The ‘alien’ objects recovered from the bottom of the Pacific Ocean are ‘most likely’ just fragments of a distant planet that was hit by a meteorite, an astrophysicist has said.
The ‘alien’ materials, which have been recovered from the seabed off the coast of Papua New Guinea, have been claimed by controversial theoretical physicist Avi Loeb to have possibly been created using ‘alien technologies’ .
The Harvard professor, dubbed the ‘alien hunter’, refused to rule out the possibility that the tiny metallic spheres, recovered from the sea where the IM1 meteor crashed in 2014, are in fact the remains of a alien spaceship.
Professor Loeb says the unusual chemical composition of the 57 metallic spheres discovered on the seabed indicates that they come from outside our solar system. He now plans to test whether they were made using alien technology.
Dr Phil Sutton, an astrophysicist at the University of Lincoln, however, said the fragments were likely just pieces of ‘shrapnel’ ejected from another planet following a collision with a meteor.
Professor Avi Loeb (pictured) said the metallic objects found in the Pacific Ocean could have been created using ‘extraterrestrial technologies’
The metallic spheres are thought to come from the IM1 meteorite, which Professor Avi Loeb says may have originated in “exotic sources”.
Professor Avi Loeb recovered the metal fragments from the seabed off the coast of Papua New Guinea.
“The most likely explanation is that an object similar to the one that wiped out the dinosaurs here on Earth hit a planet in another star system and sent material from the core and magmatic ocean which then melted together. upon impact,” Dr Sutton said. The Telegraph.
Nevertheless, the astrophysicist said that the composition of the fragments indicates that the metallic spheres probably come from outside our solar system, in an area of the universe very different from ours.
In a non-peer-reviewed study, Prof Loeb said the chemical patterns seen in the fragments, believed to be from the IM1 meteor, are different from the patterns seen in “natural meteorites”.
The Harvard professor also claimed that the speed at which the IM1 meteor was observed moving through the universe was significantly higher than that of other similar objects, as he suggested the meteor may have originated from “exotic sources”. “.
“It’s from another star and potentially part of a planet in another star system,” he said.
“This shrapnel could have been ejected with such force that it was moving fast enough to escape the star system it came from, possibly with the help of a slingshot from other planets. .” I think that’s probably the most plausible explanation.

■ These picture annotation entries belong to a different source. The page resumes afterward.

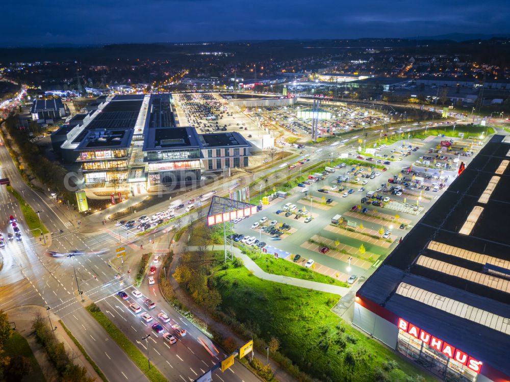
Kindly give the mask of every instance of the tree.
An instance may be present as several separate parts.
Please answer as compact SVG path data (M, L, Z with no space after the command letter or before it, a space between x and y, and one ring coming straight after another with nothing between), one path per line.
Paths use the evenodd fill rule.
M279 340L275 337L272 337L269 340L269 343L267 344L269 348L269 351L271 353L276 352L280 347Z
M16 355L11 359L4 370L7 381L18 381L32 372L32 364L30 358Z
M191 277L191 271L186 265L177 265L173 273L173 278L180 284L187 284Z
M278 149L274 146L267 149L267 155L271 158L271 164L273 164L273 160L274 159L274 156L276 155Z
M4 311L0 311L0 349L12 335L12 327L9 322L9 316Z

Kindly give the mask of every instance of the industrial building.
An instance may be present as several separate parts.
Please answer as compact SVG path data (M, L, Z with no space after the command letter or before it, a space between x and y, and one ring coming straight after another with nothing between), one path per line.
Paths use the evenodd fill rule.
M51 137L54 151L75 166L85 187L136 195L248 165L251 145L241 134L176 127L169 93L103 96L92 103Z
M509 164L494 136L356 294L354 325L444 380L510 380Z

Analysis of the composition of the spherules was carried out by Stein Jacobsen (right) and his team from the Harvard University Cosmochemistry Laboratory. In the center is Avi Loeb and on the left Sophie Bergstrom
The 50 iron spheres recovered in the Pacific (above) were analyzed in a Berkeley laboratory. They turned out to be “abnormal”
Data from the analysis showed that the fragments are rich in beryllium, lanthanum and uranium, as well as low in elements with high affinity for iron, such as rhenium. Pictured is the composition of a fragment found at the site
Professor Loeb used advanced technology to probe inside the tiny spheres, allowing him to see detailed patterns of the elements.
Dr Sutton, however, refused to rule out the possibility that the metal fragments were in fact the remains of an alien spacecraft or were created by extraterrestrial technologies.
“I’m a scientist and I’m also open-minded to many possibilities,” he said. “I don’t think you can rule out that it could be an alien spacecraft. Most people will scoff at that idea and say it’s completely ridiculous.
Top scientists took a more ruthless view of Prof Loeb’s claims, Lord Martin Rees, Astronomer Royal and Professor of Cosmology and Astrophysics at the University of Cambridge, calling them “exaggerated”.
Professor Monica Grady, of the Open University, even wondered if the fragments came from the IM1 meteor. Instead, she claimed the objects could have been created during nuclear tests on the Marshall Islands in the 1940s and 1950s.
“The islands were the site of 67 nuclear tests conducted by the United States between 1946 and 1958, and radiation damage still remains,” she said. “The spherules could be fallout from nuclear testing – produced by a human-generated supernova.”